Water Damaged Pencil of Nature — Plate V

2015
Metallic chromogenic print
Image size: 850 x 570 mm (h x w)
Edition of 1 (+ an artist’s proof)


Water Damaged Pencil of Nature

The idea for this work stems from water’s binary relationship to photography as creator and destroyer. In analogue photography water is an essential part of the creative process, yet from an archival and conservation perspective water is the enemy. This work aims to explore this binary in a digital context.

For this work, water is the essential creative element giving it its unique aesthetic. In doing so it destroys any figurative element in the process. The figurative elements in this instance are the plates and pages themselves from William Henry Fox Talbot’s the Pencil of Nature. Each newly created work is an abstraction based on a plate from the book as indicated by the work’s title.

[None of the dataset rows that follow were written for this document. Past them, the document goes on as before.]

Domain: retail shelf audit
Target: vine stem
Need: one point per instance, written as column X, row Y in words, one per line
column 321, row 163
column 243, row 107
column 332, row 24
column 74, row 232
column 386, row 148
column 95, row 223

Pencil of Nature is credited as being the first serial publication to include photographs. It was published in six instalments between 1844 and 1846. It is an illustrated and didactic text that announces and explains the possibilities of this new art form at a time when the concept of photography was unfamiliar. To quote the text:

The plates of the present work are impressed by the agency of Light alone, without any aid whatever from the artist’s pencil. They are the sun-pictures themselves, and not, as some persons have imagined, engravings in imitation.

H. Fox Talbot

By creating new abstracted work based on existing historical images, I am interested in viewing formal and aesthetic echoes that might exist between the works. Further to this, I am interested in how water acts as a primitive lens — basically subverting the optical quality of precision photographic lenses to create washes of watery colour.